The critical threshold lies around 60 percent. If the cells in the wood frog's body lose up to 60 percent of their water, they can still rehydrate and regain their original shape when thawing occurs. However, if the cells dehydrate beyond this point, the process becomes irreversible--the cell membranes become so compressed and folded upon themselves that they cannot regain their original shape .

By binding strongly to water molecules within the cells, cryoprotectants like glucose inhibit dehydration, but even very high levels of glucose cannot lower the temperature at which catastrophic dehydration occurs by more than a few degrees. Seeing that thousands of years of evolution had not allowed the wood frog to survive temperatures colder than -8°C or so, Rubinsky abandoned science's long-cherished goal of preserving organs in liquid nitrogen at -196°C.

Once Rubinsky and Storey had identified dehydration as the factor which determined whether or not individual cells survived, they sought to understand how the frog coped with freezing on a larger scale. This time, as frogs were frozen and thawed, they watched what happened inside of them using MRI -- the same technology that allows physicians to see cross-sectional views of their patients.

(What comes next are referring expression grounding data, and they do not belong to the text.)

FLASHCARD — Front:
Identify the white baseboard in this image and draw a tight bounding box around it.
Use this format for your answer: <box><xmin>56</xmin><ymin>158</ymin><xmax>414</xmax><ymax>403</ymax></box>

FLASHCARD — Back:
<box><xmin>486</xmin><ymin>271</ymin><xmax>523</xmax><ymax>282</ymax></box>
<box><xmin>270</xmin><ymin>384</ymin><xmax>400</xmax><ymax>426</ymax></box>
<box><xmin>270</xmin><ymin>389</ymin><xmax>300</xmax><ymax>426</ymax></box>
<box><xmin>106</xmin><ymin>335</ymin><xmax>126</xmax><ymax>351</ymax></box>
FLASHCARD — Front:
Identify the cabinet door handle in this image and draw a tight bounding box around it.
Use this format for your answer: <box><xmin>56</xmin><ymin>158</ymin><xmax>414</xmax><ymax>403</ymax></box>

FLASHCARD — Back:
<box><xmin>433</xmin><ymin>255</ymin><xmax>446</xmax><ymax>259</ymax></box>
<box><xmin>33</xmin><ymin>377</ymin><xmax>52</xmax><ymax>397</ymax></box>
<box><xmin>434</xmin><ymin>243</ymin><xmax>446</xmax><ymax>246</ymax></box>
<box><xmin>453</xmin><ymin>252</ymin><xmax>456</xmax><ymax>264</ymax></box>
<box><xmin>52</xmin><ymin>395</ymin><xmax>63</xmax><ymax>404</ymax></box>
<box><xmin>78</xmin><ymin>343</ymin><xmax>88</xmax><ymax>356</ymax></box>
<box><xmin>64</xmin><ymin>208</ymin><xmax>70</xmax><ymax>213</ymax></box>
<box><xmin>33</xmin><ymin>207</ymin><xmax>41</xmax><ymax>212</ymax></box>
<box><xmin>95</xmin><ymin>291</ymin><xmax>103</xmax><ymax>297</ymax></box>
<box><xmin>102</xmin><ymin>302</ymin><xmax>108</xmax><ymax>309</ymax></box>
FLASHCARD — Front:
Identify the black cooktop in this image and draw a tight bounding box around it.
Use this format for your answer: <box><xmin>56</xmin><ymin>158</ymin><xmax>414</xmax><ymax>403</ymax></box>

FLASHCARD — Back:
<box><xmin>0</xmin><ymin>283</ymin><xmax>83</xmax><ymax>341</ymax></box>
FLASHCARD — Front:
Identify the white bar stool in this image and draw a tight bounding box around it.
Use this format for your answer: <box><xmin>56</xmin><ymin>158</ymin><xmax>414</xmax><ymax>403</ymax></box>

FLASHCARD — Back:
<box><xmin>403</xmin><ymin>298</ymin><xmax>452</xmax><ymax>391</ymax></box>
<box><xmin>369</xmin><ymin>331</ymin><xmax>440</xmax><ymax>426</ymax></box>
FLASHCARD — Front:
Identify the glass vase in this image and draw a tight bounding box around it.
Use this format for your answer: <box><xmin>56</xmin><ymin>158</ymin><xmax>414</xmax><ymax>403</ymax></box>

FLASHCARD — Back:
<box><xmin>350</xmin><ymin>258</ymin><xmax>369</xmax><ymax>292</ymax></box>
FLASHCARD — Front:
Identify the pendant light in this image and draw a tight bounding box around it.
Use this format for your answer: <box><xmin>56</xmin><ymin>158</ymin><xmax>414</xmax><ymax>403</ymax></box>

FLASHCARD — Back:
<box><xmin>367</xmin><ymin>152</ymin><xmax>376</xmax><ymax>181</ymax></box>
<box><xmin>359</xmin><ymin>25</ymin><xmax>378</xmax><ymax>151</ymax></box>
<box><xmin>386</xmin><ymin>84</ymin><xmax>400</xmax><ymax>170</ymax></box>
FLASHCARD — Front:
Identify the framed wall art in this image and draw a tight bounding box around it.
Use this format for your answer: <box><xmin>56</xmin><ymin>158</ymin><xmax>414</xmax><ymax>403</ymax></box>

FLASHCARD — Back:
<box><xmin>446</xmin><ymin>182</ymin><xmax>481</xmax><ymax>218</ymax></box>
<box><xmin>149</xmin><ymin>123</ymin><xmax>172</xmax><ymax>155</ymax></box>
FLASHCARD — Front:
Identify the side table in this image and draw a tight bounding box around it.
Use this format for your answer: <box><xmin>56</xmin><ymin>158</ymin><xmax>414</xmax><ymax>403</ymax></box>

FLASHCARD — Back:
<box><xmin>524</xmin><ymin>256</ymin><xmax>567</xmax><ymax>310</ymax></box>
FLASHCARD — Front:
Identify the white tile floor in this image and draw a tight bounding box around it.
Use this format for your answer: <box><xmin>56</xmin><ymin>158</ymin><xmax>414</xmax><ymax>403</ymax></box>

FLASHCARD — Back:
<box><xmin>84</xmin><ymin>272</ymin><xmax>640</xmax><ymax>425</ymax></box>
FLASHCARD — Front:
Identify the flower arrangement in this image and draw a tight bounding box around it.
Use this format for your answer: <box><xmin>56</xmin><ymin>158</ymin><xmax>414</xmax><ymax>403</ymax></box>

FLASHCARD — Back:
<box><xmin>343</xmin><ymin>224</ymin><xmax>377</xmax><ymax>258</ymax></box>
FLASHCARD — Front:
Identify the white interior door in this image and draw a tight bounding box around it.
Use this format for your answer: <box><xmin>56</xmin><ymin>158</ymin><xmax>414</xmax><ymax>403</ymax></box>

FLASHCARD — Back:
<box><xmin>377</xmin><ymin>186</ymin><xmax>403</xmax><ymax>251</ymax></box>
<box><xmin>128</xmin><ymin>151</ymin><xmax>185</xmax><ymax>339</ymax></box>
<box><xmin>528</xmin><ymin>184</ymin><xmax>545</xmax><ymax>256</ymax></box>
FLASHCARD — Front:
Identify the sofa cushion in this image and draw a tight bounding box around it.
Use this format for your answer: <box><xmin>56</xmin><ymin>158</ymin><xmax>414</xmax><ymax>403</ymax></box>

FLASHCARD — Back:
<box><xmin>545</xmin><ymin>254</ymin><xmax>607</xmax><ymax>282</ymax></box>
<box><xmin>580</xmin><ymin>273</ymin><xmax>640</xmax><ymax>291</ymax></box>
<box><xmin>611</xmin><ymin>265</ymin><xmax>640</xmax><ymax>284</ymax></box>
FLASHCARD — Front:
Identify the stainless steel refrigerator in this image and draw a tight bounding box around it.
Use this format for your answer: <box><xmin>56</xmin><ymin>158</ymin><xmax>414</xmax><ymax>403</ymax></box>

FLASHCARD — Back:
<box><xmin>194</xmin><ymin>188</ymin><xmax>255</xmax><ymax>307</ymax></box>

Rubinsky and Storey found that as the wood frog's internal organs froze, they underwent increasing dehydration. As in the earlier experiments, water accumulated as ice in blood vessels; but a much larger volume of water was transported completely out of the organs and into the frog's major inter-organ spaces -- the abdominal and thoracic cavities -- where it accumulated as large pieces of ice which eventually surrounded the central organs. Some organs, such as the liver, lost 50 percent of their volume as water was transported into these spaces.

Rubinsky speculates that the accumulation of ice in the thoracic and abdominal cavities may allow the ice more room to expand without rupturing such delicate structures as blood vessels.